A member of Congress has some explaining to do

Last week, nearly 150 House Democrats voted to censure Rep. Steve King (R-Iowa) for a wide range of racist comments he made in the past two years, which, if true, likely constituted a breach of the chamber’s decorum rule that a member should “refrain from conduct unbecoming a member of the House in any matter whatsoever.”

The vote, not surprisingly, was bipartisan and King’s colleagues in the Republican caucus rebuked him. Yet his overstated defense of his infamous comment about white nationalist Richard Spencer, “White nationalist, white supremacist, Western civilization — how did that language become offensive?” also receives at least some support from fellow Republicans. It’s a recurring theme that they’ve come to love.

Their support for King’s dogged defense of the reference is just one telling example of how thoughtful and relevant the House’s censure vote really was.

Beyond the vote itself — a rarity in contemporary congressional politics — the quality of the congressional debate on the issue, which Republicans often defame when it comes to their critics, showed why it was so well-considered. While doing so, Democrats laid out the facts of the case against King, both in serious and bipartisan fashion, demonstrating that his refusal to use words like “heckler’s veto” is no disqualifier for one of Congress’ most powerful seats.

First, let’s look at the facts in King’s defense. In an interview with The New York Times in 2016, King said that he would “just prefer not to talk about [King’s racial identity], because you’ve just turned into a supermodel.” That comment comes from a year earlier, when King traveled to Rwanda with a Bible that he took to describe “the characteristics of their rebirth and recovery.”

Such behavior would hardly be a disqualifier for most politicians, but it particularly does not jibe with House norms on decorum. In fact, even King’s parents raised him to respect the institution of Congress as a place for serious debate and deliberation, not as a playground for matters of simple entertainment. And for King to be an effective representative in the House, he should represent people of all walks of life, not just ones that agree with him.
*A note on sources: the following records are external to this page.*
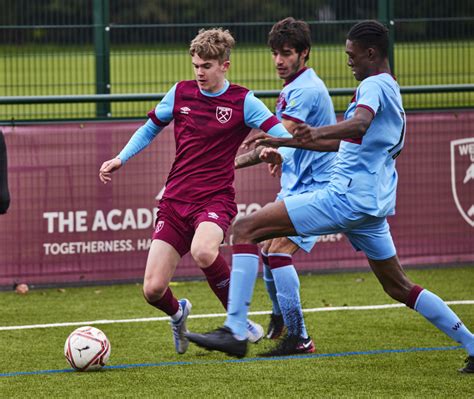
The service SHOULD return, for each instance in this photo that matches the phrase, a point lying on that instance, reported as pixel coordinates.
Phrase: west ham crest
(462, 177)
(223, 114)
(159, 226)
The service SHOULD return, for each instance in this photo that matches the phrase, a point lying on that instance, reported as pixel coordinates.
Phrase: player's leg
(171, 241)
(432, 307)
(287, 283)
(276, 325)
(205, 251)
(161, 265)
(311, 213)
(270, 221)
(376, 241)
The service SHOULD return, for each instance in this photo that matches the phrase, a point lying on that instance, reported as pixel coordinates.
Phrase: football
(87, 348)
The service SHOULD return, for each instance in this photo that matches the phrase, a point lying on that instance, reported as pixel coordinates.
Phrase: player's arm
(143, 136)
(257, 155)
(324, 138)
(258, 116)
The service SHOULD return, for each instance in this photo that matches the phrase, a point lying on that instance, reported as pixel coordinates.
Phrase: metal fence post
(386, 16)
(102, 54)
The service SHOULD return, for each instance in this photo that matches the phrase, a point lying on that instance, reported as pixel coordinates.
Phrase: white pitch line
(203, 316)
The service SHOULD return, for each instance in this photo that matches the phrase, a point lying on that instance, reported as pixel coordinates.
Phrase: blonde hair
(212, 44)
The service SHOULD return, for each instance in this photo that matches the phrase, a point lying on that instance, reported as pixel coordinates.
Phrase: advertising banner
(64, 225)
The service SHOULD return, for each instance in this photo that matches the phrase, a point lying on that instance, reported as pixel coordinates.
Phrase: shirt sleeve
(258, 116)
(286, 152)
(140, 140)
(369, 96)
(300, 102)
(162, 114)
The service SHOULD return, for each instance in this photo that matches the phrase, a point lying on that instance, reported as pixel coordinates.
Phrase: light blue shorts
(305, 243)
(327, 212)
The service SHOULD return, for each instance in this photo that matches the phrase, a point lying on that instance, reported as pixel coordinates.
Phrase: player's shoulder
(186, 85)
(235, 88)
(381, 79)
(309, 82)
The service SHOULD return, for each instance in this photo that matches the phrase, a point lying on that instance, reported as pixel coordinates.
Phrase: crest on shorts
(223, 114)
(159, 226)
(462, 177)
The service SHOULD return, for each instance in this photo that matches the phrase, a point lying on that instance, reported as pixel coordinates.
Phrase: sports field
(70, 71)
(367, 351)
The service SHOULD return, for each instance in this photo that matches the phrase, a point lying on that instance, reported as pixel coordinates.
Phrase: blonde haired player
(211, 118)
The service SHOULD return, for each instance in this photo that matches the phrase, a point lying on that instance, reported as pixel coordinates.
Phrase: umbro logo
(82, 349)
(213, 215)
(305, 345)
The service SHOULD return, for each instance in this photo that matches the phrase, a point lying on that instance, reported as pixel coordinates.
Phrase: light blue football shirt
(365, 168)
(305, 99)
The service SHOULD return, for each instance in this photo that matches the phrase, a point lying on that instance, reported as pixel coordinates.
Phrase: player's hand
(107, 168)
(251, 140)
(274, 169)
(271, 156)
(305, 134)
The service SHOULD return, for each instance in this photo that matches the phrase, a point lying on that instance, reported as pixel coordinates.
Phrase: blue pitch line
(245, 360)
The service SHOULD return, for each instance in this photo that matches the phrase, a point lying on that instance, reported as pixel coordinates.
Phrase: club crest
(159, 226)
(462, 177)
(223, 114)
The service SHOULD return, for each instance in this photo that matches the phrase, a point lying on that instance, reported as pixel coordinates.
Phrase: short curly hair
(212, 44)
(370, 33)
(290, 32)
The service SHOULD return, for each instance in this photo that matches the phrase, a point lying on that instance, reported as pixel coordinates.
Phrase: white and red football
(87, 348)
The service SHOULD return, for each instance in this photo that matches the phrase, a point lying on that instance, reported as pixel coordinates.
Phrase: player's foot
(276, 326)
(179, 329)
(254, 331)
(291, 345)
(221, 339)
(469, 367)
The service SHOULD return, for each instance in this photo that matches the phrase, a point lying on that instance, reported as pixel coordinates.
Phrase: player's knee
(241, 231)
(203, 256)
(399, 292)
(153, 290)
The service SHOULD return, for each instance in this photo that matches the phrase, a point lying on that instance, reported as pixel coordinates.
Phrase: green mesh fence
(140, 46)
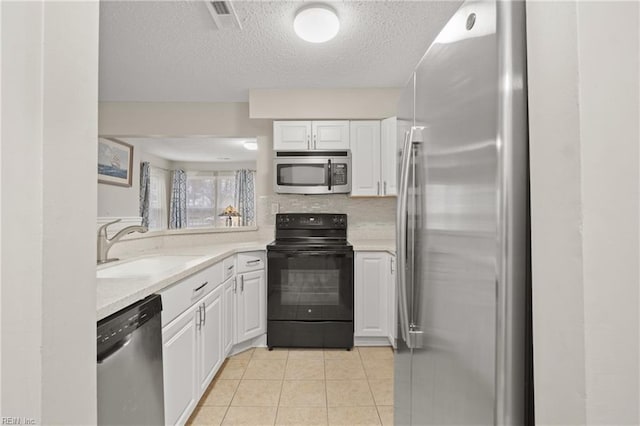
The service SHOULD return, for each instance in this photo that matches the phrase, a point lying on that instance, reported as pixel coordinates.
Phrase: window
(158, 199)
(208, 195)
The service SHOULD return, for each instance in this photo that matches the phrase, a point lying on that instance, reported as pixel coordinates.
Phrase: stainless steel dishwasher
(130, 385)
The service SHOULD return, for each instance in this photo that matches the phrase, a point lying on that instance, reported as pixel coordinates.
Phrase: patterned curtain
(145, 188)
(178, 205)
(245, 196)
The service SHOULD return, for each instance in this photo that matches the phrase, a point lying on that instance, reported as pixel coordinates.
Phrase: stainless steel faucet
(105, 243)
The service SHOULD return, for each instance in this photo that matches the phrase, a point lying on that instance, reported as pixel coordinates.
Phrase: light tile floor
(301, 387)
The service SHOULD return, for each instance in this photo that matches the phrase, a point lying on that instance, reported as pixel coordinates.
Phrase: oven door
(310, 285)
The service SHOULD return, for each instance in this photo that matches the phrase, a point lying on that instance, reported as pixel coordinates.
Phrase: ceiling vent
(223, 14)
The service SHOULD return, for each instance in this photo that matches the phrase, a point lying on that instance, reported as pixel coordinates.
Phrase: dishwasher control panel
(117, 327)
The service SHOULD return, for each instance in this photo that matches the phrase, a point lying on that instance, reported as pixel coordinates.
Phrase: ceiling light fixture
(251, 146)
(316, 23)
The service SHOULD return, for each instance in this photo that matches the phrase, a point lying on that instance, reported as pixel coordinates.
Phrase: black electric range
(310, 282)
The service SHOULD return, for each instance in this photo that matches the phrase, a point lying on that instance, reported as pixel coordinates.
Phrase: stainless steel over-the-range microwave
(312, 172)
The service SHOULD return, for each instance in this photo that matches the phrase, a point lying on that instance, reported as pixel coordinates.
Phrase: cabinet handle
(195, 290)
(199, 322)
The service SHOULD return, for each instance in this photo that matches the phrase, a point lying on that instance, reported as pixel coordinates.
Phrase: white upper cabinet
(291, 135)
(389, 153)
(365, 157)
(330, 134)
(310, 135)
(373, 157)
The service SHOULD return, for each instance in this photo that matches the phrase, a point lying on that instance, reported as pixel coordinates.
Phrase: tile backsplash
(369, 218)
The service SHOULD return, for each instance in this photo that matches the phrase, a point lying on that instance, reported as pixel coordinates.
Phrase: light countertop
(114, 294)
(374, 245)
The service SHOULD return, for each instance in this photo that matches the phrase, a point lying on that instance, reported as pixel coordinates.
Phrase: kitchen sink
(146, 266)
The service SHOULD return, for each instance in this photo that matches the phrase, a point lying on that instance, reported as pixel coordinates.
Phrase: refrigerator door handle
(403, 193)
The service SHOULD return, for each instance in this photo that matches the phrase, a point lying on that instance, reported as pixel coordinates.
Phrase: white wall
(309, 104)
(232, 120)
(49, 68)
(608, 49)
(583, 115)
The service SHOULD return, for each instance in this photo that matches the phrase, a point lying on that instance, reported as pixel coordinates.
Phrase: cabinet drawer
(250, 261)
(228, 267)
(178, 297)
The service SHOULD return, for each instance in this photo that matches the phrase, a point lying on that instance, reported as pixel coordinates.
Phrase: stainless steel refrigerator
(463, 232)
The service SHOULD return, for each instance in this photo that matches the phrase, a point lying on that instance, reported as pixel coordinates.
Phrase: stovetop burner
(311, 230)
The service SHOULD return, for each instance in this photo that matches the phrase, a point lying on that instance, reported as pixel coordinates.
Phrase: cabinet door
(365, 158)
(209, 338)
(228, 311)
(389, 156)
(392, 318)
(291, 135)
(179, 367)
(330, 134)
(371, 294)
(251, 305)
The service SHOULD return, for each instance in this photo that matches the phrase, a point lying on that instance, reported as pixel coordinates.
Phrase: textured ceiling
(201, 149)
(171, 51)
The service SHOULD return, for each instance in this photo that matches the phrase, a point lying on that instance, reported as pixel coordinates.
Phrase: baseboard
(256, 342)
(370, 341)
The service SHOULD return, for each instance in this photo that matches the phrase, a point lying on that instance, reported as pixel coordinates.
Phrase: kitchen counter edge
(114, 294)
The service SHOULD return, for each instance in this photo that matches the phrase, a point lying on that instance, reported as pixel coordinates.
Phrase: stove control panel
(311, 221)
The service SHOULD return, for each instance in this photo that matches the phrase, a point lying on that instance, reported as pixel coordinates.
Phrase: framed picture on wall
(115, 162)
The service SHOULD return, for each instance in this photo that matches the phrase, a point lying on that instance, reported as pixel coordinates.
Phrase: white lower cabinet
(192, 342)
(210, 338)
(392, 318)
(203, 318)
(374, 294)
(228, 314)
(179, 350)
(251, 304)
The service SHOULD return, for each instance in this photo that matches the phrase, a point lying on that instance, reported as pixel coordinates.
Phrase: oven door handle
(300, 253)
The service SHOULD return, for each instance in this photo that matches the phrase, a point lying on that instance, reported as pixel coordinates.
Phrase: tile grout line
(237, 387)
(375, 404)
(326, 388)
(284, 372)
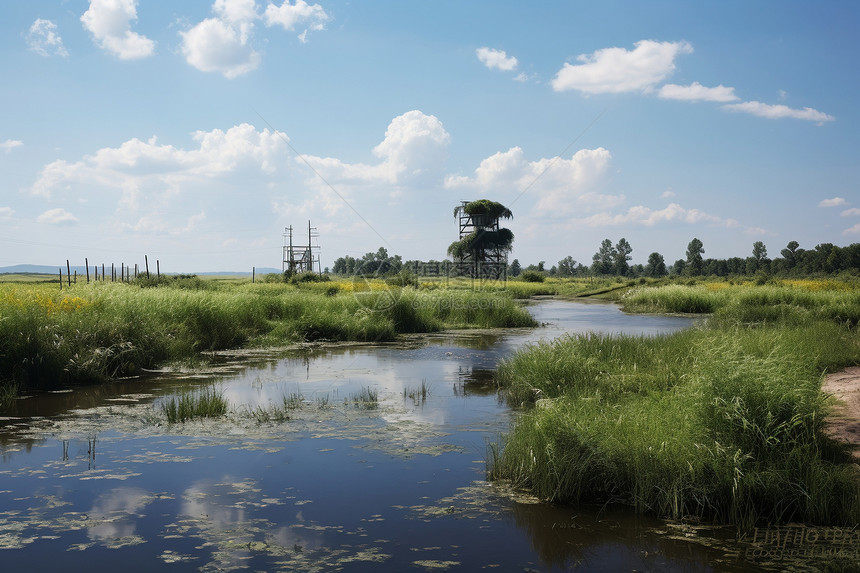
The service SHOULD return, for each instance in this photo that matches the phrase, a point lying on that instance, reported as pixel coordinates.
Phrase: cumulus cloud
(109, 21)
(44, 39)
(698, 92)
(616, 70)
(496, 59)
(414, 150)
(222, 44)
(834, 202)
(137, 164)
(10, 144)
(780, 111)
(562, 186)
(641, 215)
(57, 217)
(309, 17)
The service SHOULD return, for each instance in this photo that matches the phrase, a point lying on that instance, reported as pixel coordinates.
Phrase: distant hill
(48, 270)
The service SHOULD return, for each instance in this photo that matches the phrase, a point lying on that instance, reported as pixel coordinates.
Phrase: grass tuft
(192, 404)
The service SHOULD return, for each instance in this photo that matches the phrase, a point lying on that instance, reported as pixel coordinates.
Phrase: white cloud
(57, 217)
(698, 92)
(616, 70)
(834, 202)
(496, 59)
(44, 39)
(562, 186)
(10, 144)
(310, 17)
(414, 150)
(138, 164)
(641, 215)
(780, 111)
(109, 21)
(236, 11)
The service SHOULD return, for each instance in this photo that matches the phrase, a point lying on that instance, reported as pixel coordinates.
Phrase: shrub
(532, 276)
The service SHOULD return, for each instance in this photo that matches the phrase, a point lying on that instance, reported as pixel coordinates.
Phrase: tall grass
(724, 422)
(95, 332)
(191, 404)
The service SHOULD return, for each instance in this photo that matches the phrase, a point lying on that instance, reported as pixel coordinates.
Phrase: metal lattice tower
(301, 258)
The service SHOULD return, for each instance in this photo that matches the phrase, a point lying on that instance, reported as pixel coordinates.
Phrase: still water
(96, 479)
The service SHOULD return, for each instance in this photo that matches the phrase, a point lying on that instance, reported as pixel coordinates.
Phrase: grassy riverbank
(723, 422)
(95, 332)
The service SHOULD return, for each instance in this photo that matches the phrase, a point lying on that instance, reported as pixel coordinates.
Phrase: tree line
(614, 260)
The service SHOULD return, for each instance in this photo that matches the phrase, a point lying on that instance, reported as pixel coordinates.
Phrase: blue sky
(195, 132)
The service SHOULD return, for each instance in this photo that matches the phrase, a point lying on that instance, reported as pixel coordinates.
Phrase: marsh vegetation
(96, 332)
(723, 422)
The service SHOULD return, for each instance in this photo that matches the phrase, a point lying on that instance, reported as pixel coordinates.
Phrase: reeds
(95, 332)
(365, 399)
(723, 422)
(191, 404)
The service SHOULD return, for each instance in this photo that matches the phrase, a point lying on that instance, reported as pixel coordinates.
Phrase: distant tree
(759, 260)
(790, 254)
(656, 266)
(603, 258)
(621, 256)
(694, 257)
(566, 267)
(759, 251)
(344, 266)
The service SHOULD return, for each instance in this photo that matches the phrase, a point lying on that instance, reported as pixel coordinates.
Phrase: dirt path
(844, 424)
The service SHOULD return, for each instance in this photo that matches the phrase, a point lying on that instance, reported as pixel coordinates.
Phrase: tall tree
(695, 250)
(759, 252)
(566, 267)
(656, 266)
(789, 254)
(603, 258)
(621, 256)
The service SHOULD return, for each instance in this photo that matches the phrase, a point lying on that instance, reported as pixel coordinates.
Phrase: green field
(722, 422)
(98, 331)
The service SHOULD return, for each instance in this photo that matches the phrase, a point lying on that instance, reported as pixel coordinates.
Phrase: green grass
(91, 333)
(278, 412)
(193, 404)
(365, 399)
(723, 422)
(417, 395)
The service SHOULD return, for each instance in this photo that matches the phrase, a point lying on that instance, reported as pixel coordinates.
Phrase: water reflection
(333, 487)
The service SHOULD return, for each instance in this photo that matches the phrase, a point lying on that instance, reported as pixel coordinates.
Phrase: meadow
(723, 422)
(94, 332)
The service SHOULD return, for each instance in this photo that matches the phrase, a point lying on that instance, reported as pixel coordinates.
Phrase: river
(96, 479)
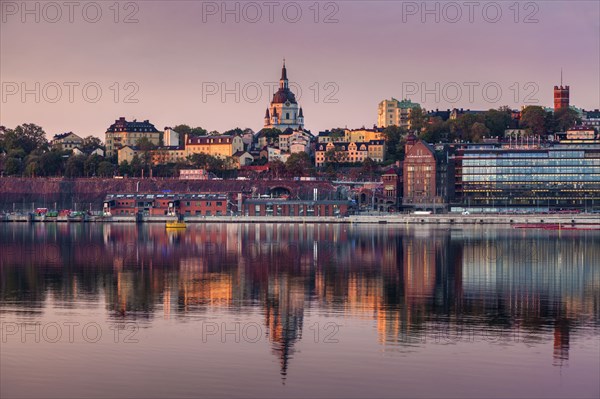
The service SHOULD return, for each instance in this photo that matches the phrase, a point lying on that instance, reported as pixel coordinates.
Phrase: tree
(145, 146)
(90, 165)
(565, 118)
(90, 143)
(27, 137)
(271, 135)
(192, 132)
(233, 132)
(124, 169)
(533, 118)
(136, 166)
(497, 121)
(369, 167)
(477, 132)
(393, 137)
(52, 162)
(33, 169)
(209, 162)
(106, 169)
(277, 168)
(74, 167)
(337, 134)
(416, 118)
(13, 166)
(435, 130)
(299, 164)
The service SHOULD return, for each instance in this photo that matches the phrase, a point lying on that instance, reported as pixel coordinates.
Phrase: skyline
(172, 60)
It’s hard to see how a light censure would restore the honor of Congress or the standing of this institution in the eyes of the people, yet House Republicans argue that, in King’s mind, that’s not necessary.

That belief may well be rooted in the reality that King has consistently generated political capital among other Republicans as well as voters in his district.

It’s true that King has had his best year yet in the House, notching a string of high-profile votes and being featured in countless fundraising emails from House Republicans, yet that gives him little credit for anything that comes out of the House.

Still, he is bound by House rules and must attend all floor votes. Most members of the body either don’t make that much noise about it or don’t go to them at all.

For instance, Rep. Steve Scalise (R-La.) and Rep. Paul Gosar (R-Ariz.) often ignore the House floor, even when their colleagues are absent.

It’s also true that a handful of House Republicans broke from their party during last week’s vote to censure King, acknowledging their friendship with King in exchange for his support.

It may be the case that certain members of the GOP caucus might want to be able to work with King, given that they have limited access to the chamber’s prized leader’s chair.

A House resolution that censures King for such behavior has never before been used in legislative history and has only been used against Congressmen who broke various rules or stepped out of bounds. The Hill has called it “historic” and said that it would be “hard to think of another step that [King] has taken that has been so widely condemned.”

There’s also a good deal of discussion about the practice of censuring Congressmen for media-generated controversies. It’s unclear, though, whether that practice will be extended to the House of Representatives or even if it has any legal standing. In any case, it’s easy to see why King wouldn’t want to adopt a more high-profile form of censure.